How to increase compute utilization if your kernel doesn't have much arithmetic operations?

Okay, so my kernel A is reading two variables from device memory. Performing their Ex-OR and storing them back to device memory.
global void A(int dr,int p,int q,int NORi)
const int tid = blockDim.x * blockIdx.x + threadIdx.x;
const int N = blockDim.x
for(int i=0;i<NORi;i++)
dr[(i+p)*N +tid] = dr[i*N+tid] ^ dr[(i+q)*N+tid];
The memory access is coalesced. However, there is only one arithmetic operation. Profiler shows the same, i.e., compute utilization of this kernel is very low.
However, some other similar kernel B which is performing a lot of extra computations on those variables instead of just one Ex-or and then storing them back to device memory is faster than Kernel A. I understand If compute utilization is low, most of the time all the warps will be waiting for memory accesses to get done instead of doing some computation. But how come kernel B which has same no. of memory accesses per thread and extra computation doing everything faster?

Also, I tried to add a lot of synthetic arithmetic operations in the kernel A, but the profiler still shows the same compute utilization? What is actually happening there?
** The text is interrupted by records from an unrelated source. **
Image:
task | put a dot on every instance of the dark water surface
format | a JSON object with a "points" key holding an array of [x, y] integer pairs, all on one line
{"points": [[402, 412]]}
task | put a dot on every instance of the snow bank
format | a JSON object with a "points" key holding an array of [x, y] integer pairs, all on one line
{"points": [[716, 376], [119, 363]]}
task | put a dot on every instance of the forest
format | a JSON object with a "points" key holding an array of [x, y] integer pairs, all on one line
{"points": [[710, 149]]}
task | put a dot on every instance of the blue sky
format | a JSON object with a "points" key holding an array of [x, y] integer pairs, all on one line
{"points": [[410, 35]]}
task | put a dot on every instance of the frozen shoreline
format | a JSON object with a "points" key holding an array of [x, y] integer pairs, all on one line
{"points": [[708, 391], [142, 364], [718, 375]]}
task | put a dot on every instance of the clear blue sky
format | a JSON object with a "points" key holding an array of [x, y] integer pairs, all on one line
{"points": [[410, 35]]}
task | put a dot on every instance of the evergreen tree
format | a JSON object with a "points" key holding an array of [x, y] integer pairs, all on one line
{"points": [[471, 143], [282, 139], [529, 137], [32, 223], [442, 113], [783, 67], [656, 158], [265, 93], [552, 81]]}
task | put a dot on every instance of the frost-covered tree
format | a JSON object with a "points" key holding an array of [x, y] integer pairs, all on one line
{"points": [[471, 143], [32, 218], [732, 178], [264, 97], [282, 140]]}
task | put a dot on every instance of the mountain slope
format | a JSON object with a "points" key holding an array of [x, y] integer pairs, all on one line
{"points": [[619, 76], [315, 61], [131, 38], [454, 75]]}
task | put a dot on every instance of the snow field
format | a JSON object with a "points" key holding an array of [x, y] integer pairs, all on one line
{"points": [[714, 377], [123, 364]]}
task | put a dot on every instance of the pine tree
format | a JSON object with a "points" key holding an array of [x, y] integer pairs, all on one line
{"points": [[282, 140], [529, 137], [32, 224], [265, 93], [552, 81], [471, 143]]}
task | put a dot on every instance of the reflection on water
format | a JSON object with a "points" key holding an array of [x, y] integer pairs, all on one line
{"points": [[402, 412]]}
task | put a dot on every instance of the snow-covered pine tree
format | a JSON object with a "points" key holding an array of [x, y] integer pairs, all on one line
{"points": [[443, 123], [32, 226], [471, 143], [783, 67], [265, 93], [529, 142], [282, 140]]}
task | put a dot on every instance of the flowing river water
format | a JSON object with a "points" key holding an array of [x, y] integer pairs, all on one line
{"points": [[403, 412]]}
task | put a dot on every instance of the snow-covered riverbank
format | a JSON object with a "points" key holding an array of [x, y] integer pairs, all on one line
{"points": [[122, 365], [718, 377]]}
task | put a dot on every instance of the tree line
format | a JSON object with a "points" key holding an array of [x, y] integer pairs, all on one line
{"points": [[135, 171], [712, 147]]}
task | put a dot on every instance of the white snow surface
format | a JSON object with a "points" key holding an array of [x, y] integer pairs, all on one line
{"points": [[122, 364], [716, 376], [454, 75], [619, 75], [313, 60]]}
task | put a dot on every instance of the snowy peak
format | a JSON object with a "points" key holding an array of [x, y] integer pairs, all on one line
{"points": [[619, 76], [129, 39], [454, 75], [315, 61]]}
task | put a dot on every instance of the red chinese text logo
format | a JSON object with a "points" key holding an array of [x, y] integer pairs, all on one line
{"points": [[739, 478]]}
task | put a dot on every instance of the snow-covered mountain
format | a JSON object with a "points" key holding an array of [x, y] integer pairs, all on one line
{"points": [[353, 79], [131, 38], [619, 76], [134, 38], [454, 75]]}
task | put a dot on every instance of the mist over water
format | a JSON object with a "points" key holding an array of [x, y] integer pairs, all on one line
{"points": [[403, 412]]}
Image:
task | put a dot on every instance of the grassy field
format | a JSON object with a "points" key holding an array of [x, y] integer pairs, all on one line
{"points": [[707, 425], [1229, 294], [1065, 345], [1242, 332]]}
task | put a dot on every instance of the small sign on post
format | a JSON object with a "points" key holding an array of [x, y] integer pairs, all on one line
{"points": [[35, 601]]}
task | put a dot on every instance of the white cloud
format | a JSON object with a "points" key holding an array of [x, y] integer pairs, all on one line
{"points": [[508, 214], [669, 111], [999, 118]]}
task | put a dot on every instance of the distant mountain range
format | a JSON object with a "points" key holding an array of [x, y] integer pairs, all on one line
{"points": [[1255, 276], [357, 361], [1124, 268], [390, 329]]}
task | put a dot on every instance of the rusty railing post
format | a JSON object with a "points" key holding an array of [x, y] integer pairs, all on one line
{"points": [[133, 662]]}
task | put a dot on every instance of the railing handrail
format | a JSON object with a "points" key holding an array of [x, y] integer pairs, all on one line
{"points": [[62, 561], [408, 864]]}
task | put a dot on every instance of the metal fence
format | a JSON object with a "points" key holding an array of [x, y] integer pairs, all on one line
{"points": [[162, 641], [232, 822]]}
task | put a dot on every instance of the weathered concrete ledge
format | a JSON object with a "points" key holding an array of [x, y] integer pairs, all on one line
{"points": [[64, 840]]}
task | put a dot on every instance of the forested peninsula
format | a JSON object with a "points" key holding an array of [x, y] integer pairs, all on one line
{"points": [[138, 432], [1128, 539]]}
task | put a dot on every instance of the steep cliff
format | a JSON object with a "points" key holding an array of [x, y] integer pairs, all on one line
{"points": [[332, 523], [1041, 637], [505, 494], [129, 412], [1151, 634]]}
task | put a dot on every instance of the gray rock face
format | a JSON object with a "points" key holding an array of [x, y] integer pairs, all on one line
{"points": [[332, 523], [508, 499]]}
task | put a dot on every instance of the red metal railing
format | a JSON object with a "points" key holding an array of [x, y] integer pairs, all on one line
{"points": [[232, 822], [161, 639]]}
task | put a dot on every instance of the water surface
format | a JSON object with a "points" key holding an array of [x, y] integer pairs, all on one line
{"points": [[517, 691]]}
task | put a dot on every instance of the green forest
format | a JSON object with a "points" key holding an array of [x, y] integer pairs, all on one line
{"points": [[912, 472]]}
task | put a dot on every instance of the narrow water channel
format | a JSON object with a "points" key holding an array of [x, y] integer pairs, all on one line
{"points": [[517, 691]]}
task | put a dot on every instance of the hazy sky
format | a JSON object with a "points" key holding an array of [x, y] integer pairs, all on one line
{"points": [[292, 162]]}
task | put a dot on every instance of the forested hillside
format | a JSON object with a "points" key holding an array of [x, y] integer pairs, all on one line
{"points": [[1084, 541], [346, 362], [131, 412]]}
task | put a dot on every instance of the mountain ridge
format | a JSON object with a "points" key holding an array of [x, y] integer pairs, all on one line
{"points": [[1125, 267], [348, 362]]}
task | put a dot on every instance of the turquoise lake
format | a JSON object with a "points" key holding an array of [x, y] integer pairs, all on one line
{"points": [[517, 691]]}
This is very simple case. You can not do much. You can use launch bounds and specify that you want mininum amount of blocks per smp active so that you you in total the maximum amount of threads pe smp. For cc 3.x the maximum amount of threads per smp is 2048 so you can havbe 8 block with 256 threads perblokc or 4 with 512 or 22 with 1024. For cc 2.x you have 1536 max active threads per smp which means that if you have 1024 threads per block you do not achieve max occupancy. So you have to use 512 or 256 and have 3 or 7 active blocks per smp.